In a report that will be considered by the public works and infrastructure committee next week, staff propose privatizing garbage collection in District 4, which includes all of Scarborough, while leaving garbage collection in District 3 to unionized city workers for now.

Garbage collection was already privatized west of Yonge Street in districts one and two in 2012. The move saved the city $11 million in 2013.

“The city is presently saving millions of dollars each year by contracting out garbage collection in the west end and I want to save money in the east end as well,” Mayor John Tory told reporters on Wednesday. “It is about finding ways to deliver the best service at the lowest possible cost.”

City union would be able to bid

The staff report proposes holding a managed competition procurement process for District 4, which would allow both private companies and the city’s unionized workers to submit bids.

The cost of the procurement process is pegged at $500,000.

“We are not structured to bid on work,” CUPE Local 416 Vice President Matt Figliano said Wednesday. “We are public servants; we are paid by the taxpayers. Why would we have to bid on something that belongs to us already?”

Figliano said that privatized garbage collection could mean the loss of 200 to 250 unionized jobs in Toronto. Those job losses would come after the elimination of 150 positions when garbage collection was first privatized in the west end in 2012, Figliano said.

Tory, however, said earlier on Wednesday that the move to privatized garbage collection is simply about “value for money” and not eliminating unionized work.

“This is not in any way at all about ideology. It is about value for money, it is about using the marketplace to test ways that we can give people better services for less money. I think that is my responsibility as mayor,” he said.

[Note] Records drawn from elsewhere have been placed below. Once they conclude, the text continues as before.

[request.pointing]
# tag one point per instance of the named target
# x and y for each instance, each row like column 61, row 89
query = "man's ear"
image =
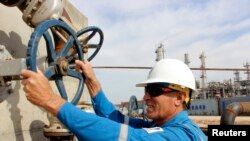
column 180, row 98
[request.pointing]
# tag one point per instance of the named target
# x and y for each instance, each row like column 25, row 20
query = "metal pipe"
column 234, row 109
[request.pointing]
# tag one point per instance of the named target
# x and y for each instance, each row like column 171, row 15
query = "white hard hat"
column 171, row 71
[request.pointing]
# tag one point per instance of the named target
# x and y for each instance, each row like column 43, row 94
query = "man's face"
column 161, row 108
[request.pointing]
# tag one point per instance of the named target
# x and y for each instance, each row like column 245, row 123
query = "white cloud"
column 133, row 29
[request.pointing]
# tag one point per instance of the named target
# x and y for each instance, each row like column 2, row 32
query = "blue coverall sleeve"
column 90, row 127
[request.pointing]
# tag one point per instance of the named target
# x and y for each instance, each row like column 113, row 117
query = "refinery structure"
column 207, row 90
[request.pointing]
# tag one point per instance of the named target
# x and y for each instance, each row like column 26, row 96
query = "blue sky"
column 134, row 29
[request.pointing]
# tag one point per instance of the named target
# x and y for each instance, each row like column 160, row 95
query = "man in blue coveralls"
column 168, row 90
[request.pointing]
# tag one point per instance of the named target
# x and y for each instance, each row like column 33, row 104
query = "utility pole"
column 203, row 75
column 247, row 66
column 160, row 52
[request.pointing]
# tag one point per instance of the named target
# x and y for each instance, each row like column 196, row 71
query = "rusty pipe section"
column 234, row 109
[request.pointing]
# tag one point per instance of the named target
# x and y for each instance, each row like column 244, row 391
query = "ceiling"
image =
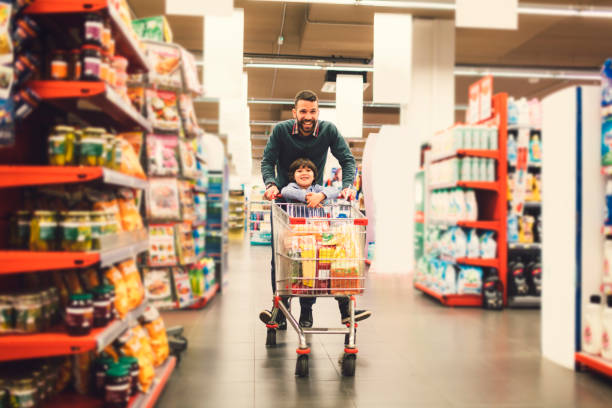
column 347, row 31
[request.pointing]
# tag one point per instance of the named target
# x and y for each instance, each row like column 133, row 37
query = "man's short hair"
column 298, row 164
column 305, row 95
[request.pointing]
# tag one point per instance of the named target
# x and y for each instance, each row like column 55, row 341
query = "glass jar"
column 23, row 393
column 92, row 147
column 75, row 231
column 43, row 231
column 101, row 366
column 59, row 65
column 47, row 309
column 132, row 364
column 7, row 317
column 61, row 146
column 117, row 387
column 75, row 64
column 93, row 29
column 20, row 230
column 79, row 314
column 103, row 312
column 91, row 60
column 98, row 220
column 28, row 313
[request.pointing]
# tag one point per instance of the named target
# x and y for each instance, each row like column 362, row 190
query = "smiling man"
column 305, row 136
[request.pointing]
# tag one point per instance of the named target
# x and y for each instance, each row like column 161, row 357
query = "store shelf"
column 83, row 96
column 451, row 300
column 203, row 301
column 141, row 400
column 485, row 263
column 119, row 247
column 57, row 341
column 595, row 363
column 536, row 246
column 17, row 176
column 125, row 44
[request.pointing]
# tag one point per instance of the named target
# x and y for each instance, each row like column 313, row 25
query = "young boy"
column 301, row 189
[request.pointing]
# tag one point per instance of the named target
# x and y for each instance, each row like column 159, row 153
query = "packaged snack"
column 158, row 286
column 163, row 199
column 156, row 328
column 162, row 155
column 122, row 304
column 182, row 286
column 131, row 277
column 162, row 110
column 162, row 251
column 185, row 244
column 188, row 160
column 130, row 216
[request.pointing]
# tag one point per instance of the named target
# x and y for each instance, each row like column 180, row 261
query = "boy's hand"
column 314, row 199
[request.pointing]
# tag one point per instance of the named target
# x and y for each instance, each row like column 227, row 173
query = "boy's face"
column 304, row 177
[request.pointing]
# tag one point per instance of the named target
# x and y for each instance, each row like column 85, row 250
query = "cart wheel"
column 348, row 365
column 271, row 337
column 301, row 367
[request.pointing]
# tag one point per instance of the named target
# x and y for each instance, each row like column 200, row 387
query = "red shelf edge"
column 595, row 363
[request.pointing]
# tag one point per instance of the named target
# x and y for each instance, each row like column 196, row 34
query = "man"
column 305, row 136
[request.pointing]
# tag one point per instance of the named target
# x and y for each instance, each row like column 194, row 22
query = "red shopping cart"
column 319, row 252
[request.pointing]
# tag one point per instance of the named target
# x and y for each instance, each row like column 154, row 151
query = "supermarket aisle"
column 413, row 353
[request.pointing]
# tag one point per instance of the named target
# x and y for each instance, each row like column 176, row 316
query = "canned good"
column 28, row 313
column 75, row 231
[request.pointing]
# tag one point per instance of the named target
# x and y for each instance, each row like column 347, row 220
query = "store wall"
column 571, row 245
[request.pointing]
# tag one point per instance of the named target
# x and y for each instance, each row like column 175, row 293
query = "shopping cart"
column 319, row 252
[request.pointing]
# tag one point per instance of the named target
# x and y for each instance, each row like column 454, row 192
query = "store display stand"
column 493, row 209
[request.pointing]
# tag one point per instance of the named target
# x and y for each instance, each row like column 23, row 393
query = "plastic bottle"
column 591, row 330
column 606, row 332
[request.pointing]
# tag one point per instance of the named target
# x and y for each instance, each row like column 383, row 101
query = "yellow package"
column 308, row 250
column 156, row 328
column 133, row 282
column 121, row 293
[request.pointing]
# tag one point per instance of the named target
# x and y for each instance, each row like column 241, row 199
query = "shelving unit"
column 260, row 232
column 492, row 207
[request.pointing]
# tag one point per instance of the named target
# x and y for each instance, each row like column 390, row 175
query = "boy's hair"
column 298, row 164
column 305, row 95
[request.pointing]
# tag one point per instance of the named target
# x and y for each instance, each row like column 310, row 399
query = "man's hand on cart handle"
column 271, row 193
column 348, row 193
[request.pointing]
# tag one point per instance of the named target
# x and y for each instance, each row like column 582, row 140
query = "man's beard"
column 301, row 126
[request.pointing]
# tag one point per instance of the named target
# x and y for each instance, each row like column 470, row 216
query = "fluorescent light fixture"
column 537, row 9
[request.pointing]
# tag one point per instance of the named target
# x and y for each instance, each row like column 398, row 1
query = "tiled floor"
column 412, row 353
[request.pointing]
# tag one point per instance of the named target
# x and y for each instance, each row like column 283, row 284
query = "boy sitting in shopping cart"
column 301, row 189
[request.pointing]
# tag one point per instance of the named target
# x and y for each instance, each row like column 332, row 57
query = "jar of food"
column 79, row 314
column 23, row 393
column 20, row 230
column 61, row 146
column 117, row 387
column 103, row 312
column 55, row 304
column 91, row 61
column 7, row 319
column 98, row 220
column 59, row 65
column 47, row 309
column 75, row 231
column 94, row 29
column 75, row 64
column 43, row 231
column 101, row 366
column 92, row 147
column 134, row 367
column 28, row 313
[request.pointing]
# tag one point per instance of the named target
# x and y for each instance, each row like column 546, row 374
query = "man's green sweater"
column 285, row 145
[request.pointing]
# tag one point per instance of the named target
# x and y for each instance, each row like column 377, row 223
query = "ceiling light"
column 537, row 9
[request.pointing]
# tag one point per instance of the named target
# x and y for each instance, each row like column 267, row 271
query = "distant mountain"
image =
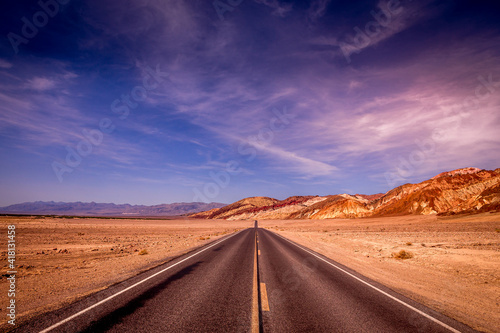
column 462, row 191
column 107, row 209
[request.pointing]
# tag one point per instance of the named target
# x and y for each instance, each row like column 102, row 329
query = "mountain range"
column 107, row 209
column 462, row 191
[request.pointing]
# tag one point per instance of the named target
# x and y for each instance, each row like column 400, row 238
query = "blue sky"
column 149, row 102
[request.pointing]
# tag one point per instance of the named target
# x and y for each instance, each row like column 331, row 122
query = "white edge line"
column 132, row 286
column 377, row 289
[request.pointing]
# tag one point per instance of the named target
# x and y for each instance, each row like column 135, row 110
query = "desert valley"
column 437, row 242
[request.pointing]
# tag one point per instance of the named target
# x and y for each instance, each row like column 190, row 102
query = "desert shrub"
column 402, row 255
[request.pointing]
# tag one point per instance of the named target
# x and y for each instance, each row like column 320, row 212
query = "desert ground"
column 60, row 260
column 454, row 266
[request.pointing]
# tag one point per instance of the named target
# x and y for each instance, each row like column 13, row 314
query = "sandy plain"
column 455, row 268
column 60, row 260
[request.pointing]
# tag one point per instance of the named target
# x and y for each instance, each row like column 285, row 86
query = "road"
column 251, row 281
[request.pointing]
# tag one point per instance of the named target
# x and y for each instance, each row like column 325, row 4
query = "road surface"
column 251, row 281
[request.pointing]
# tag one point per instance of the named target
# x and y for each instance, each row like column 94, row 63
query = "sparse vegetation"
column 402, row 255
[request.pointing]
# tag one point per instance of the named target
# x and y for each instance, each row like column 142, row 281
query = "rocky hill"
column 107, row 209
column 461, row 191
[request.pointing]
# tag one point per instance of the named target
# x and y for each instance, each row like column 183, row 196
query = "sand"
column 454, row 268
column 60, row 260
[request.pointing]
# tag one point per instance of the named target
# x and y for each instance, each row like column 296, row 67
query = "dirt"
column 455, row 267
column 60, row 260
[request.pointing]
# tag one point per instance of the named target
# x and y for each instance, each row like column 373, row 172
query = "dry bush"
column 402, row 255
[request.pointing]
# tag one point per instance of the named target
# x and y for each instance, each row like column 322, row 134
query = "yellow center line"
column 264, row 303
column 255, row 296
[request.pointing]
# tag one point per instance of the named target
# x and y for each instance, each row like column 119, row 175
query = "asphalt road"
column 251, row 281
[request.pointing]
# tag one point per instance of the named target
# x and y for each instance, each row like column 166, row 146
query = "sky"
column 149, row 102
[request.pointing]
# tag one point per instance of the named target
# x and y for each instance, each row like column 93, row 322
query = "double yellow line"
column 255, row 291
column 263, row 292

The staff report states that the results of the procurement process in District 4 will be used as a “guide for future service delivery recommendations” in District 3.

Speaking with reporters in Etobicoke, Tory noted that privatized garbage collection is already in place in York and Peel regions and suggested that opposing a competitive bid process makes little sense.

“I don’t know for the life of me how councillor could possibly say no to finding ways to save money. I am sure some people will find a way to be opposed to that but I don’t know how you possibly could be,” he said.